Я был бы искренне признателен Вам, господин Лихачёв, если бы в своей статье Вы указали на фактические ошибки, вкравшиеся в журнальный текст «Испытания „Словом…“», тем более, что, как автор, я знаю его слабые места, вопросы, на которые так и не удалось найти исчерпывающего ответа, сюжетные линии, не получившие нужного развития из-за ограниченности места в журнале… Для этого и нужна журнальная публикация, благодаря которой произведение проходит своего рода «обкатку», выносится на суд читателей. Вы же вообще уклонились от рассмотрения представленных мною фактов, подменив их Вашим «прочтением». И после этого поставили вопрос: «выдержал ли автор очерков это (т.е. „Словом…“ — А.Н.) испытание?» (с.99)
Что ж, мне кажется, я нашёл правильное название для своего произведения. Соприкасаясь с прошлым, с нашей историей и культурой, с её памятниками, со всем тем, чему «Слово о полку Игореве» стало своеобразным символом, каждый из нас проходит своего рода испытание — на зрелость, на подлинный патриотизм, который немыслим без интернационализма, на «национальную гордость великоросса» своим блистательным и суровым, только ещё открываемым прошлым. Выдержали ли это испытание мы с Вами — ответят наши читатели. Не замедлят ответить!
Я специально не заострял внимание на других статьях, подписанных Вами и Вашими сотрудниками и учениками (к чести последних, таких оказалось не много), поскольку они повторяют или развивают заданные Вами положения. Остановлюсь только на двух моментах Вашей статьи в «Литературной газете» от 28.08.1985 г. Там Вы утверждаете, что «А.Никитин считает, что в древней русской литературе вообще не было светских художественных произведений. Не менее слабы (? — А.Н.) „Моление Даниила Заточника“, „Поучение“ Владимира Мономаха… Основной принцип и художественный метод древней русской литературы, по Никитину — компилятивность».

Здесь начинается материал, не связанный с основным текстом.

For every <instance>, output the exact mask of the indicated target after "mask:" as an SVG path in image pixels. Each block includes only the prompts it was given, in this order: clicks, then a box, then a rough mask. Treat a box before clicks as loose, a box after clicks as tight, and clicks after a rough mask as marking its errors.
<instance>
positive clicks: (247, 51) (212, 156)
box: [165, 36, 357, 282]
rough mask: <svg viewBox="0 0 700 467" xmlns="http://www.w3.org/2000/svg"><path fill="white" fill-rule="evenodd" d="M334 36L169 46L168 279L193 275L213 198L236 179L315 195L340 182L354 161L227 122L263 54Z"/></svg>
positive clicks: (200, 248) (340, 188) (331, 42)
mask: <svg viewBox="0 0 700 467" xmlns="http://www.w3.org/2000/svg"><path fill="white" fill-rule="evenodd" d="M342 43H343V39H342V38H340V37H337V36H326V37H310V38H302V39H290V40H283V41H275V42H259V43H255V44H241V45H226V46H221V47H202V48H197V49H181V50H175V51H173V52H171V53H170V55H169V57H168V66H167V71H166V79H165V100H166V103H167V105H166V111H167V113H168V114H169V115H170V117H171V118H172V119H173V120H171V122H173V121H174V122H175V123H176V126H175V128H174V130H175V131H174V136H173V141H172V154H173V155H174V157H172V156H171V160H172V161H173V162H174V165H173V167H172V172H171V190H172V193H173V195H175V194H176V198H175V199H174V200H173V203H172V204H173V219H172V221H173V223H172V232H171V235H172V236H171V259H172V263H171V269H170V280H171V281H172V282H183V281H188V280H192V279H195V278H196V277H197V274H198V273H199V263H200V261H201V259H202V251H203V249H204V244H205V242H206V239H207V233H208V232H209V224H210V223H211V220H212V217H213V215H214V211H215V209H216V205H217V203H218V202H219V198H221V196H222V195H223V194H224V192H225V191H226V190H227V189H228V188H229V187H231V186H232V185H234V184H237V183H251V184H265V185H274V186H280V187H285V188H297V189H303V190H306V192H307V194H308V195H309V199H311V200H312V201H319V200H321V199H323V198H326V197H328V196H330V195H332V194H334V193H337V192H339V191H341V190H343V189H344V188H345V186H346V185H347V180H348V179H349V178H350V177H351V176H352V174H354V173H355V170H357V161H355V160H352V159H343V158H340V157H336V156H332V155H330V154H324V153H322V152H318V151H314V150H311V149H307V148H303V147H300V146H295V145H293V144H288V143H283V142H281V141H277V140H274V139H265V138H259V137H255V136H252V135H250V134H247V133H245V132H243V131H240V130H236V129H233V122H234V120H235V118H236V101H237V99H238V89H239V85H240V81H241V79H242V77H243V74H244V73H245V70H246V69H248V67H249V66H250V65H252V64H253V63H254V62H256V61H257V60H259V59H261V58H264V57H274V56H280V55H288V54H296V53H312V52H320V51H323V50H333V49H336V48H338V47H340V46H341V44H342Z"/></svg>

Выше я привёл отрывок из своей повести, опровергающий первое утверждение, и цитату из Вашей работы — опровергающее второе. На всём протяжении повести я настойчиво говорю о существовании на Руси в X–XI веках развитой и богатой светской поэзии и литературы, тогда как Вы в своих работах утверждаете исключительно клерикальный характер древней письменности, например: «Любовная лирика, развлекательные жанры были на Руси до XVII в. только в фольклоре. Церковные же и различные сложные исторические жанры (как это понимать? — А.Н.) были только в литературе»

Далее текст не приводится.